Mutation testing -- the methodology at the heart of the FAQAS project -- simulates the random errors and deviations that occur in any large population over time – like the typos that slip past a newspaper editor, the genetic mutations that occur in organic reproduction, or “like the normal mistakes that programmers make while developing their code,” explains Pastore. Only in the case of software testing, these “mutations” are deliberately – and instantly – generated. Once created, the software engineer runs the newly mutated code through their proposed test suite. If the test suite catches all the mutants it gets a passing grade – and is said to have “killed” the mutants. But there are two problems: “The first is time. To execute a test suite, you might need to run those satellite hardware simulators for hours to adequately reflect flight conditions. At the end of the day, there just isn’t enough time to do this for thousands of separate mutants.”  Second, sometimes equivalent mutants, which are changes in the code that despite being deviations from the original didn’t actually break anything, complicate things. “Then, when we run the test suite we are examining, it comes back telling us that there are no errors in the code. When this happens, it looks like the test suite is a flop, only, the test suite is actually fine  — it was the mutant that failed.”

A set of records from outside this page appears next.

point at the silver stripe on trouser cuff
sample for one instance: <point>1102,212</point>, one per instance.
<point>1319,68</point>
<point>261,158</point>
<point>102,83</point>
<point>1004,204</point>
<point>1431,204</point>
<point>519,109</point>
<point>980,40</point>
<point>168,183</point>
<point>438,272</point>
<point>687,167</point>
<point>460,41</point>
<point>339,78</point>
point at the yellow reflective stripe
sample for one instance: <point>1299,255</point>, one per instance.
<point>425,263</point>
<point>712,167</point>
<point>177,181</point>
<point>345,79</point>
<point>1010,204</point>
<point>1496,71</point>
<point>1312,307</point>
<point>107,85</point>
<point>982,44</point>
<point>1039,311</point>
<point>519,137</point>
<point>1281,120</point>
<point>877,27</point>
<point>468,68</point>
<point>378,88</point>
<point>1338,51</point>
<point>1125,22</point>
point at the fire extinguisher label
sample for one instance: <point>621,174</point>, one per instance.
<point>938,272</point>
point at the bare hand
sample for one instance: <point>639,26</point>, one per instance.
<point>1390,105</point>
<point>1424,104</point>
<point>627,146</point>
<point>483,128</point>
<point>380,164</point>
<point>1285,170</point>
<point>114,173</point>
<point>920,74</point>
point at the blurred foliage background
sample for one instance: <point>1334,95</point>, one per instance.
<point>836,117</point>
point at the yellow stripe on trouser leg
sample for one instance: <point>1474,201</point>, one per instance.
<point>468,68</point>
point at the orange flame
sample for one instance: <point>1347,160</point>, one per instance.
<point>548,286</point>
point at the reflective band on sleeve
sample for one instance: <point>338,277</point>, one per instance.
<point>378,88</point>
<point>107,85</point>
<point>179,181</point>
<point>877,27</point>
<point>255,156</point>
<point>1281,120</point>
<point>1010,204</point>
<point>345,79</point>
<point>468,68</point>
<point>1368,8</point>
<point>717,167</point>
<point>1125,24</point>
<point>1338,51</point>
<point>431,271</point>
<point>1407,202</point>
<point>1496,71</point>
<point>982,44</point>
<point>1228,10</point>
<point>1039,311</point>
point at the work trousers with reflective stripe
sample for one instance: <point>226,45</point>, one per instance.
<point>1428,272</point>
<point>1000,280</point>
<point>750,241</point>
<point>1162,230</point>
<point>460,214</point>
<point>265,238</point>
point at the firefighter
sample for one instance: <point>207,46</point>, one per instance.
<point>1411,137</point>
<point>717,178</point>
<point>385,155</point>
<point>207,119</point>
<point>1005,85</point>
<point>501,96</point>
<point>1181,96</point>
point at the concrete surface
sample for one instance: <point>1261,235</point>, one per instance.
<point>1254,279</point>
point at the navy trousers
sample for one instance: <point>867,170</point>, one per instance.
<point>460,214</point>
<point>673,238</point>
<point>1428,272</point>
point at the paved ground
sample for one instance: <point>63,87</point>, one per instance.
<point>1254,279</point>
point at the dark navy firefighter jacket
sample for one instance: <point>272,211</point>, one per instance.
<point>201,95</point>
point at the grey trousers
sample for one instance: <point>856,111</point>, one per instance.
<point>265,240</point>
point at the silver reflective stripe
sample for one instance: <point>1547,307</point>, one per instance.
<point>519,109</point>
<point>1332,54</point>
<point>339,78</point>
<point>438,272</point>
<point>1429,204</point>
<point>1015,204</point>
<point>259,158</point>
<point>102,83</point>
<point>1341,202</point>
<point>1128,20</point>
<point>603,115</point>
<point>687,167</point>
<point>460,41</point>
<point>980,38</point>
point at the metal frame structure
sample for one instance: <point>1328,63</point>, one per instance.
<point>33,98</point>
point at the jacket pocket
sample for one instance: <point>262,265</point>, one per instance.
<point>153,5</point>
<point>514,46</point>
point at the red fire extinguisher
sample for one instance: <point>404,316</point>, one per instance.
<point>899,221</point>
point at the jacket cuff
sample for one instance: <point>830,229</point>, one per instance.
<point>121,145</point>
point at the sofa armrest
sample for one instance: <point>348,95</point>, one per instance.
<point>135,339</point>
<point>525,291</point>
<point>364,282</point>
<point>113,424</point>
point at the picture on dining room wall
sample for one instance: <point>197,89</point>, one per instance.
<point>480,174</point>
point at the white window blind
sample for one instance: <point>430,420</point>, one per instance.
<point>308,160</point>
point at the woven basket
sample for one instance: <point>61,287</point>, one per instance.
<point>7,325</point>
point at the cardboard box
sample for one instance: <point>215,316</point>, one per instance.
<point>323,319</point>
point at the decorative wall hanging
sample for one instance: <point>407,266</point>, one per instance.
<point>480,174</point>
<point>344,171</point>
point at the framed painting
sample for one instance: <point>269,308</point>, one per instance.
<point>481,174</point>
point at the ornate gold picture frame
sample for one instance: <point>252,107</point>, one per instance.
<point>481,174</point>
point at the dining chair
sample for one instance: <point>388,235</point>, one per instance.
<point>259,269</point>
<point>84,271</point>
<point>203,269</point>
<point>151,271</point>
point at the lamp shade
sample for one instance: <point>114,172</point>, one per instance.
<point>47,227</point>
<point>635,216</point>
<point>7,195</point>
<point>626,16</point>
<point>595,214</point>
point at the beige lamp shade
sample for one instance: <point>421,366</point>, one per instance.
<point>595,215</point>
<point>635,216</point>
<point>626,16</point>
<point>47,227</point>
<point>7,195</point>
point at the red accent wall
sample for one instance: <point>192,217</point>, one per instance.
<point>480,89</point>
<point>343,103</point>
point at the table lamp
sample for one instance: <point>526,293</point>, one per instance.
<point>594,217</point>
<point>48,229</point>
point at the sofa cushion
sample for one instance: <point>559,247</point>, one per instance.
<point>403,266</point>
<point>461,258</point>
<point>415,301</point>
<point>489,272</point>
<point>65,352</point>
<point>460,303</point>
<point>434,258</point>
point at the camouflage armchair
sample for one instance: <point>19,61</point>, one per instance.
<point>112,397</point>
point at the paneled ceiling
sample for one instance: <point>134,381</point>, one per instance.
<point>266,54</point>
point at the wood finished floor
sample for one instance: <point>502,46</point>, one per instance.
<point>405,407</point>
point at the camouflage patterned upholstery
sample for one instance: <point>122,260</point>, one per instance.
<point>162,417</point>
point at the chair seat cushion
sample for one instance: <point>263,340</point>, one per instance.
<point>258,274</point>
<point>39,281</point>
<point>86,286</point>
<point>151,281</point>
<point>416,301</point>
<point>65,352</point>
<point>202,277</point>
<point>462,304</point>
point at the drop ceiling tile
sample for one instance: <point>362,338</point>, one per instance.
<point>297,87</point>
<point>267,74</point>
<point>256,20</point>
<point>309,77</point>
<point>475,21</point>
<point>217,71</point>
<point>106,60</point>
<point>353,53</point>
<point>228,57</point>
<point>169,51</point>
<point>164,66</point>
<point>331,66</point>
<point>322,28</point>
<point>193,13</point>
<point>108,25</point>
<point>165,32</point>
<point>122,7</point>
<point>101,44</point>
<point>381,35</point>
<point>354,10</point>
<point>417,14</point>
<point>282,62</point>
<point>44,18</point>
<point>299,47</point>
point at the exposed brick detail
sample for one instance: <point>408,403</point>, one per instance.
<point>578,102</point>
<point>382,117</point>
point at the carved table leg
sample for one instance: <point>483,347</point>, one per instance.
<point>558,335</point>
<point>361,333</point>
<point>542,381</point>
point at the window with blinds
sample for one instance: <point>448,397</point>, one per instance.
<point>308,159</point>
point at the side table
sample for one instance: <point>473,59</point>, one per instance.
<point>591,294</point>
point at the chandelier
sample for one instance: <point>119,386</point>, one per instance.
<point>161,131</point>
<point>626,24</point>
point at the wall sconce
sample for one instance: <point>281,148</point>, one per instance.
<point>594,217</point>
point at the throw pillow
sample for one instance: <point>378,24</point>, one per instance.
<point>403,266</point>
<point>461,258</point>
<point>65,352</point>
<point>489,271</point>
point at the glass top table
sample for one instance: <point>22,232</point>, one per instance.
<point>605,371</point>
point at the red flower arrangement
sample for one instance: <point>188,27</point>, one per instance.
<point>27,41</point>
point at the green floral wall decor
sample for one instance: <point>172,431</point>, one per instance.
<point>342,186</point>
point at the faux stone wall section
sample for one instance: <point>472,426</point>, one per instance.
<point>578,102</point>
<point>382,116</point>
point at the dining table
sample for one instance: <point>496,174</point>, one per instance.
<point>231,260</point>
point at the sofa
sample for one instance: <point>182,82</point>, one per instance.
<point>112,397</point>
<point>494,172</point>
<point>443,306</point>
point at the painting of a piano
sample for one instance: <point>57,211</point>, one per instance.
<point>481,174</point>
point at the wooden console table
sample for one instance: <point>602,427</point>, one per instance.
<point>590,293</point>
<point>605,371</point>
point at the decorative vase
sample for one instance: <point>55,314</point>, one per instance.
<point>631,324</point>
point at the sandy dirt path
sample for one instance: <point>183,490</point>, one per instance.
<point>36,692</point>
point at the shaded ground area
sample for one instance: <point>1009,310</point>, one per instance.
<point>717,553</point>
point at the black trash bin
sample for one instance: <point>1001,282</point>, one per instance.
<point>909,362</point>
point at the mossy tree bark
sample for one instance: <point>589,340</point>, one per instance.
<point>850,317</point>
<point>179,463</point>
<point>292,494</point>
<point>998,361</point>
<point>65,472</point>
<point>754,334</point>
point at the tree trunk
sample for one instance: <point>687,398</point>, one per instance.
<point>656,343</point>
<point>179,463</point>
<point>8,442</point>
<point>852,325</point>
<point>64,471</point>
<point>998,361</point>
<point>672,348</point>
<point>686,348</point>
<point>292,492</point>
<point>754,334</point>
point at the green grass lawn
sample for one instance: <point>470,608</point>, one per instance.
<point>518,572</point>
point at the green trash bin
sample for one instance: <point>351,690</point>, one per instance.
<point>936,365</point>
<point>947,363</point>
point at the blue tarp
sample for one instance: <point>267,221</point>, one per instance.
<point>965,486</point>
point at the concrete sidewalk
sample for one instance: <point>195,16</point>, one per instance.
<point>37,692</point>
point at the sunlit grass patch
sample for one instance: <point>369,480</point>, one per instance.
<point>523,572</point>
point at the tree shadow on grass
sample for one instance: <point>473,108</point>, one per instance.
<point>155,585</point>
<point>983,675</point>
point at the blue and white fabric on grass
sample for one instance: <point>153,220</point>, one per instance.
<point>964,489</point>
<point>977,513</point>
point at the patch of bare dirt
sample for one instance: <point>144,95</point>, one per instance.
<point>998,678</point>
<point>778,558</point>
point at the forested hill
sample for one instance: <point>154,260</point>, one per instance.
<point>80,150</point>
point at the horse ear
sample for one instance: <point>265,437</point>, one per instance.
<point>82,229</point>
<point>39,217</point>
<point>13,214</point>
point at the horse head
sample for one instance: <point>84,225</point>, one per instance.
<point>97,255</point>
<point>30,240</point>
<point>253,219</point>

These challenges, scalability and equivalent mutants, had prevented the application of mutation testing methods to the field of space systems in the past. “The tool we will develop will overcome these challenges by automatically selecting a good, representative subset of mutants, and also by identifying true mutants through the automatic detection of software behaviour deviations,” says Pastore.  This will make the mutation-testing method viable in the rigorous context of space missions for the first time -- and will significantly streamline the satellite software testing process.

Automating the keys to success

The FAQAS project brings with it the promise of automatically generating new, more complete software test suites for the space sector --  a long sought after but elusive prize.  Manual testing is possible; however, it is a long process and is prone to errors. So the best way forward is to employ automation to conduct testing.Once the FAQAS project has adapted mutation testing to space-systems software, the team will build on this new opportunity to automate part of the testing process.

Automated test-generation tools generally work by processing a source code and identifying input variables that trigger specific software behaviours. But when this approach is applied in the same context as complex satellite flight simulators it breaks down. The FAQAS project will adapt this to make it viable in the space context by starting not with the un-altered original source code, but rather with mutants that slipped passed a test suite. New tests will be automatically generated and added to the suite to catch the evasive mutant, and then rinse-wash-repeating the process until gradually – but automatically – the test suite is improved until perfected, without a software engineer’s manual intervention. The result for the space sector will be the rapid development of effective and comprehensive software test suites that will help reduce the cost of safely reaching orbit and improve mission success rates thereafter.

Safe satellites, for all

Satellites are an invisible part of the vital infrastructure we all rely on day to day -- from navigating with GPS, to getting weather alerts, to calling home -- and they are poised to become even more important part of our increasingly connected world. “Satellites themselves are becoming floating IoT devices — people are putting more and more up in orbit and expecting them to do more for less investment,” says Pastore. A lot already hangs in the balance, and our dependence on reliable satellites for safety at home will only increase. FAQAS will open up an opportunity to apply the highest software testing standards to even the most demanding contexts, which will put ensuring safety -- on the ground and in orbit -- within everyone’s reach.